Some companies will require a security deposit. Some might demand a co-sign. Definitely shop around to see which solution makes the most sense for you if this is a route you want to take to build your credit.
Good personal finance habits to build credit
There is a lot you can do to have good financial habits, or reform yourself if you’ve gotten into bad ones. This list is far from exhaustive, but here are some good tips you can use to create good habits and build credit.
Don’t buy what you can’t afford
You’d think this should go without saying but, given that the average Canadian carries a $4,154 balance on their personal credit card, lots of us buy what we can’t afford. It’s a bad habit to get into and the best way to avoid it is to try to break the habit.
Set reasonable and realistic goals and work towards them
A part of living within your means, is achieving your goals, while still being able to eat, clothe and house yourself. A financial or money coach can help create a plan to live comfortably now, while saving for the future.
Whether it’s price matching, comparing, or negotiating, it’s a good practice to not assume the price presented to you is the price you need to pay. Take advantage of opportunities to get what you want at the best price you can. Don’t settle for cheaper if you can get a deal on better.
Pay your bills the second you get them
The best way to manage your cash flow is to know that everyone is paid, and the leftover funds are yours. We often hear that we should pay ourselves first. But, in order to keep our creditors happy, it’s really best to make sure they are paid.
Ideally, they’re paid before they even charge you. Setting up pre-authorized payments with your creditors, especially those where charges/payments are somewhat consistent, is the easiest way to manage input and output. Just make sure there are funds in the account because that could negatively affect your credit.
Leave the credit cards at home
Just because it’s important to have credit doesn’t mean it’s important to use it. In fact, it really should just be used for the odd rainy day, or convenience purchase. If you don’t have the cash to pay for it, you should consider whether you need it.
Set up plans for savings and retirement
Don’t forget about rainy-day needs and financial stability in retirement. Ignoring the reality that there will be times you will need income that you don’t have is a sure-fire way to end up having to rely on credit you may not be easily able to get access to. Start saving for today and for the future the second you have an income. Any amount is better than nothing.

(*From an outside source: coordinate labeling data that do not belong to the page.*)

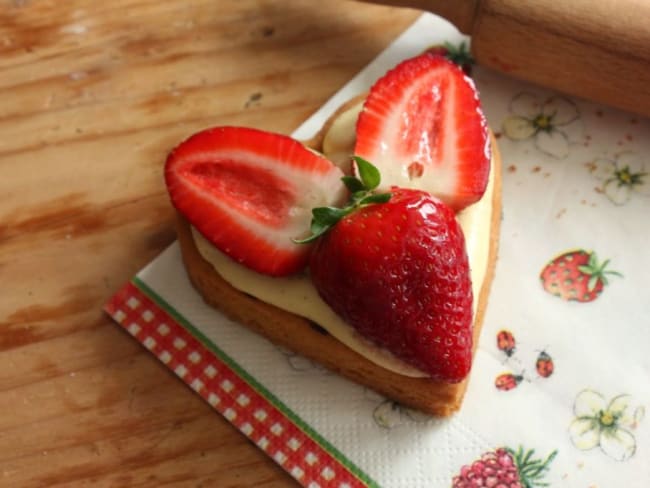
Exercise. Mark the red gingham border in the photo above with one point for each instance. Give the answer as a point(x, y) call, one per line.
point(227, 392)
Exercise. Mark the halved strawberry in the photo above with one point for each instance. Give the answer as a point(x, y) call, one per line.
point(251, 192)
point(423, 127)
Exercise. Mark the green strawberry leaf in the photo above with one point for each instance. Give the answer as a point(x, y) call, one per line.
point(324, 218)
point(376, 198)
point(369, 174)
point(328, 215)
point(593, 282)
point(353, 184)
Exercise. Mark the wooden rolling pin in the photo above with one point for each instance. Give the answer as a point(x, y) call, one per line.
point(595, 49)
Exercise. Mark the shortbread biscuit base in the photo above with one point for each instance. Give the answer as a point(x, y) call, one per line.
point(311, 341)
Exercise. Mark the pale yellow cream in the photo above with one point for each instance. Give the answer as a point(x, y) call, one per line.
point(297, 294)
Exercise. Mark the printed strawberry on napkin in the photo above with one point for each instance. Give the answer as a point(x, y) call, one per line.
point(561, 380)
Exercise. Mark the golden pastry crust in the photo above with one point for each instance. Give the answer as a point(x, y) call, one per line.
point(310, 340)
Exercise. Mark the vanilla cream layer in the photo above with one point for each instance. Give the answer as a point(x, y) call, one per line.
point(298, 295)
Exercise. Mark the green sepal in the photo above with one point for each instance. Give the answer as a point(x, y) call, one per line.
point(328, 215)
point(353, 184)
point(324, 218)
point(375, 198)
point(368, 173)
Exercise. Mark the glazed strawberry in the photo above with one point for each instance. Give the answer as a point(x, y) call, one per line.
point(576, 275)
point(398, 273)
point(423, 127)
point(251, 192)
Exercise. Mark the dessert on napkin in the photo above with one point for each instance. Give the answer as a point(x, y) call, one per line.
point(370, 248)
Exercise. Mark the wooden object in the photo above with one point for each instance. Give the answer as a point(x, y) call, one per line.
point(598, 50)
point(92, 97)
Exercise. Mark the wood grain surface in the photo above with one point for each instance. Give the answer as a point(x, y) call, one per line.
point(92, 97)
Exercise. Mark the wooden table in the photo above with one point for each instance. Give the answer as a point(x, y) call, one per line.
point(92, 97)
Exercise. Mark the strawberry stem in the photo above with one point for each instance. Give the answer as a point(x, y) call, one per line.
point(362, 192)
point(531, 471)
point(597, 272)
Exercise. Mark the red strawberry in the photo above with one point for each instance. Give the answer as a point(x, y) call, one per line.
point(576, 275)
point(504, 468)
point(423, 127)
point(250, 192)
point(398, 273)
point(459, 55)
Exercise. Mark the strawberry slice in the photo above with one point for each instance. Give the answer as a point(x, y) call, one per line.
point(422, 126)
point(251, 192)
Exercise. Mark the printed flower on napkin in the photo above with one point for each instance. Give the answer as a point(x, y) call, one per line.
point(553, 123)
point(622, 177)
point(603, 424)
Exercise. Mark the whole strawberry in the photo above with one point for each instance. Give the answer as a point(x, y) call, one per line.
point(576, 275)
point(504, 468)
point(398, 273)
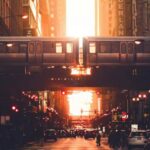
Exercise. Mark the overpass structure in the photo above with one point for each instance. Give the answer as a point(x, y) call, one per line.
point(41, 62)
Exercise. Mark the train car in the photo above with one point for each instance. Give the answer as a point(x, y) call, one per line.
point(38, 51)
point(99, 51)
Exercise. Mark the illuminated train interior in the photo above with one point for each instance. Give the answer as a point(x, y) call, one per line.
point(64, 52)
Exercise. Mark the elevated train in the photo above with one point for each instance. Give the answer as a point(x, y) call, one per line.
point(42, 51)
point(45, 52)
point(124, 51)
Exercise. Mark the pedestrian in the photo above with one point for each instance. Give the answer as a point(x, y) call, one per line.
point(98, 139)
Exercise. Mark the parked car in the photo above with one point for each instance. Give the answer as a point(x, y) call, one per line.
point(50, 134)
point(137, 138)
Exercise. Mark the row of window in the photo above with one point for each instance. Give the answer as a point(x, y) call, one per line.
point(116, 47)
point(47, 47)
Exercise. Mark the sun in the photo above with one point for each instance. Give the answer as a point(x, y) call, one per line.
point(80, 103)
point(80, 18)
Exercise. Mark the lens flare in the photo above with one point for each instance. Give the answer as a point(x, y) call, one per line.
point(80, 103)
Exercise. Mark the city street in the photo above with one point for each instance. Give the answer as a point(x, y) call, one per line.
point(69, 144)
point(72, 144)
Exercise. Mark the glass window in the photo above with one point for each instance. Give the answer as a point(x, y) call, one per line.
point(115, 47)
point(23, 48)
point(147, 47)
point(12, 47)
point(58, 47)
point(105, 47)
point(69, 47)
point(92, 47)
point(2, 48)
point(130, 47)
point(123, 48)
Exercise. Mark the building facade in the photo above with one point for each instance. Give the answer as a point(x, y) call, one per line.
point(57, 18)
point(122, 18)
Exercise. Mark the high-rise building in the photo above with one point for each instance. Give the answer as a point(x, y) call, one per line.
point(10, 17)
point(57, 18)
point(32, 25)
point(122, 17)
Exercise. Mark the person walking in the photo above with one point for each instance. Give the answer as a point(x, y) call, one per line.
point(98, 139)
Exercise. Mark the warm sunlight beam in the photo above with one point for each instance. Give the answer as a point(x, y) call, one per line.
point(80, 18)
point(80, 103)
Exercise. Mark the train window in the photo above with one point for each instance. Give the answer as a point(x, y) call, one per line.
point(69, 47)
point(123, 48)
point(23, 47)
point(92, 47)
point(139, 48)
point(147, 47)
point(115, 47)
point(58, 47)
point(130, 48)
point(31, 47)
point(2, 47)
point(48, 47)
point(105, 47)
point(38, 47)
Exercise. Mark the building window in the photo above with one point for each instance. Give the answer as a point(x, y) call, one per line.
point(69, 47)
point(92, 48)
point(58, 47)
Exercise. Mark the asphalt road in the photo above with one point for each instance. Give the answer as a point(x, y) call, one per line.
point(69, 144)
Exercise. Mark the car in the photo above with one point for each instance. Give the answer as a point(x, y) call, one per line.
point(50, 134)
point(137, 138)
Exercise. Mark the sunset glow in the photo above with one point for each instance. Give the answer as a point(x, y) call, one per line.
point(80, 18)
point(80, 103)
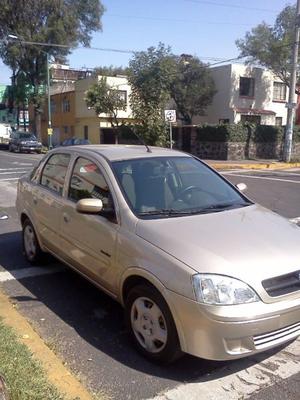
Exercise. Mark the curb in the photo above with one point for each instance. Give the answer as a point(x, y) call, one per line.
point(272, 165)
point(56, 372)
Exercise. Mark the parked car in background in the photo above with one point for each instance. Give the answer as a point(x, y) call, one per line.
point(198, 267)
point(5, 133)
point(75, 142)
point(24, 142)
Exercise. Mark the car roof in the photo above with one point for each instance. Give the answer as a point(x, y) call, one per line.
point(124, 152)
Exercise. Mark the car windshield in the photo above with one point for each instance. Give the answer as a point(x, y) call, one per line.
point(26, 136)
point(160, 187)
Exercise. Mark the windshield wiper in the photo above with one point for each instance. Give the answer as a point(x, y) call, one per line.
point(166, 212)
point(224, 206)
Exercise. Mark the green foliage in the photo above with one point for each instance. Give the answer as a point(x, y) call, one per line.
point(106, 99)
point(243, 133)
point(192, 87)
point(65, 22)
point(159, 78)
point(24, 375)
point(149, 73)
point(222, 133)
point(270, 46)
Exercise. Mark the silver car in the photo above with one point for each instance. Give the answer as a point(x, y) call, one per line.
point(198, 267)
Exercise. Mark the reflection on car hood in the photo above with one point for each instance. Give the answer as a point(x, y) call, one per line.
point(249, 243)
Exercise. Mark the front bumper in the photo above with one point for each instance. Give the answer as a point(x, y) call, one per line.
point(30, 148)
point(229, 332)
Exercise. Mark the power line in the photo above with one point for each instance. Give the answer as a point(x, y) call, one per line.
point(164, 19)
point(65, 46)
point(212, 3)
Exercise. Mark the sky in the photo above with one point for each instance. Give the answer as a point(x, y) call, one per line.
point(204, 28)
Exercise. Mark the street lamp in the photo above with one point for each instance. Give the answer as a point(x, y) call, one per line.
point(15, 37)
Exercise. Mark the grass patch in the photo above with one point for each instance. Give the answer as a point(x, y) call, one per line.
point(24, 375)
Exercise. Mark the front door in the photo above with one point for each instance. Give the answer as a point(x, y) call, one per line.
point(89, 240)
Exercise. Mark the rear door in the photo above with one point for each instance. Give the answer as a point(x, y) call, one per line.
point(47, 200)
point(89, 240)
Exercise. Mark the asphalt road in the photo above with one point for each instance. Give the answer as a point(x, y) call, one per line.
point(85, 327)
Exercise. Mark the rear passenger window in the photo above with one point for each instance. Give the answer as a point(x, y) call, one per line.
point(87, 181)
point(54, 172)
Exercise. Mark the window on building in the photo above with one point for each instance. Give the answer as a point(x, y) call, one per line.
point(54, 172)
point(254, 119)
point(122, 95)
point(66, 105)
point(53, 106)
point(247, 86)
point(279, 91)
point(86, 132)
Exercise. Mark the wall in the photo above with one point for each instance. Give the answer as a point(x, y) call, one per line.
point(63, 122)
point(86, 117)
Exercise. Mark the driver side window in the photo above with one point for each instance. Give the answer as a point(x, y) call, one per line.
point(87, 181)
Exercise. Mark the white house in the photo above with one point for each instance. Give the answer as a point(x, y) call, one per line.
point(246, 93)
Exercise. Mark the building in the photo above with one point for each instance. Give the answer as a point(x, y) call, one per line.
point(98, 128)
point(246, 93)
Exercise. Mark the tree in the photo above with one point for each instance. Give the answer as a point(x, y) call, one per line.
point(106, 99)
point(110, 71)
point(149, 76)
point(158, 79)
point(270, 46)
point(64, 22)
point(191, 87)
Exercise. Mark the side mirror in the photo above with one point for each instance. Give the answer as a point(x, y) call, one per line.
point(241, 186)
point(89, 206)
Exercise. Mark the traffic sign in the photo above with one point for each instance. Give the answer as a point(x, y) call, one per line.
point(170, 115)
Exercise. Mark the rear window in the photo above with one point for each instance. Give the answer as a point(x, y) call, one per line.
point(54, 172)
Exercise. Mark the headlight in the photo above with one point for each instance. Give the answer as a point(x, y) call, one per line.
point(222, 290)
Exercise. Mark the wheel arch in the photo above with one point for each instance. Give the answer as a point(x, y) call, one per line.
point(136, 276)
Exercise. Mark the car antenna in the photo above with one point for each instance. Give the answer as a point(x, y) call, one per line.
point(142, 141)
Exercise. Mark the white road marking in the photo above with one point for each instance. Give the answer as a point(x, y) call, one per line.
point(242, 384)
point(18, 274)
point(295, 220)
point(263, 178)
point(13, 169)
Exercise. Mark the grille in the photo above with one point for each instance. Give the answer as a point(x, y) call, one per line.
point(275, 337)
point(282, 284)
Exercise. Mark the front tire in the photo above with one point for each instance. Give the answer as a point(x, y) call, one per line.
point(151, 325)
point(31, 247)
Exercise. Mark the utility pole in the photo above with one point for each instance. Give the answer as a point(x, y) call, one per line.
point(292, 97)
point(49, 106)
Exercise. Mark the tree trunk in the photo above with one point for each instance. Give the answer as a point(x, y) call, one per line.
point(37, 124)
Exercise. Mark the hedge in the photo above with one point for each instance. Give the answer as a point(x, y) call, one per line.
point(244, 133)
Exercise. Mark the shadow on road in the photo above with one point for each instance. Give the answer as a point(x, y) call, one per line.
point(98, 320)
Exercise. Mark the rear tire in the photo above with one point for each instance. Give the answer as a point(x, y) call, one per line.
point(151, 325)
point(31, 248)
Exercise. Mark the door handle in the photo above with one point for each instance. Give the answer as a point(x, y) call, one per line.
point(66, 217)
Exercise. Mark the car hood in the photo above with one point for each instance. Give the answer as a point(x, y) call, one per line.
point(250, 243)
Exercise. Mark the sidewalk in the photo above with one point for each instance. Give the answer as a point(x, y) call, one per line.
point(251, 164)
point(56, 372)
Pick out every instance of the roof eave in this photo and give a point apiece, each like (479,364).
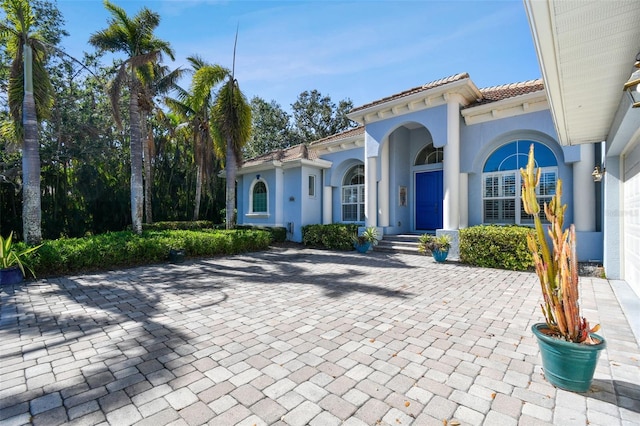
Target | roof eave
(541,23)
(417,101)
(510,107)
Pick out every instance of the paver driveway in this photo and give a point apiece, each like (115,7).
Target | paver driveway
(299,337)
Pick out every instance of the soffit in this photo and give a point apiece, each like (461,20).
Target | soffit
(586,51)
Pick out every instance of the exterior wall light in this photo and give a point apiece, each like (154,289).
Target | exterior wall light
(597,173)
(632,86)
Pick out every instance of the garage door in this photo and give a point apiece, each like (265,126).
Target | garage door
(631,218)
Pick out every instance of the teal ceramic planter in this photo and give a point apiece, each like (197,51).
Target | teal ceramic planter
(440,255)
(176,255)
(12,275)
(362,248)
(568,365)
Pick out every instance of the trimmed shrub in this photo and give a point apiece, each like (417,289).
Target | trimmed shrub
(123,249)
(335,236)
(493,246)
(278,233)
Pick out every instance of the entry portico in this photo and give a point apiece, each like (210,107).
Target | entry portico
(435,158)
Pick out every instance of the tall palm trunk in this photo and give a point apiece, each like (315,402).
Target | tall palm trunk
(31,203)
(148,180)
(196,208)
(137,193)
(231,167)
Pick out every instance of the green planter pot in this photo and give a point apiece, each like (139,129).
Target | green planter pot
(362,248)
(440,255)
(568,365)
(12,275)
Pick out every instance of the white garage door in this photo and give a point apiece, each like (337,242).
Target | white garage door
(631,218)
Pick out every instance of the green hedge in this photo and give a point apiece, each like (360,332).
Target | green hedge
(494,246)
(278,233)
(191,225)
(122,249)
(335,236)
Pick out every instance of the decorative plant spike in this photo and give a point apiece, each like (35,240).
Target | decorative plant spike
(557,268)
(369,235)
(9,256)
(430,243)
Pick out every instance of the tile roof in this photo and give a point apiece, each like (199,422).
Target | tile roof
(295,152)
(338,136)
(424,87)
(489,94)
(506,91)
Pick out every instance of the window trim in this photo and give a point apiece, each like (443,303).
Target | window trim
(518,212)
(260,214)
(361,206)
(311,186)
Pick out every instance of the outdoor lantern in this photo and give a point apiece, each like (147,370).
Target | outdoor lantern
(597,174)
(632,86)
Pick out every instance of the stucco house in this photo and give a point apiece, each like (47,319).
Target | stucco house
(445,155)
(587,52)
(434,158)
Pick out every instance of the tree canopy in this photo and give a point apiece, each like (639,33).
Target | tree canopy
(170,154)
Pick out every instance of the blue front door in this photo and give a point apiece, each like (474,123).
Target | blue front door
(428,189)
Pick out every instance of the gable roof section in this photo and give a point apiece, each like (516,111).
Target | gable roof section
(506,91)
(426,96)
(415,90)
(507,100)
(586,51)
(288,157)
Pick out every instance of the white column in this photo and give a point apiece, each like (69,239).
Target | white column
(327,205)
(279,198)
(371,192)
(451,165)
(584,196)
(464,200)
(383,187)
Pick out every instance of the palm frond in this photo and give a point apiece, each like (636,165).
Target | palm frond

Who are the Joneses anyway? Don’t bother trying to keep up with them.
Your friends might have bigger houses, more cars or fancy things. But as long as you have a roof over your head, clothes on your body and food on your plate, you’re doing a lot better than many.
If it’s still safe and it still runs, be happy with a used car. If your house feels too small, stay until you can accumulate more equity. Maybe it means you take a day trip versus an all-inclusive vacation.
The bottom line is don’t compare yourself. For all you know, they’re in more debt than you can imagine.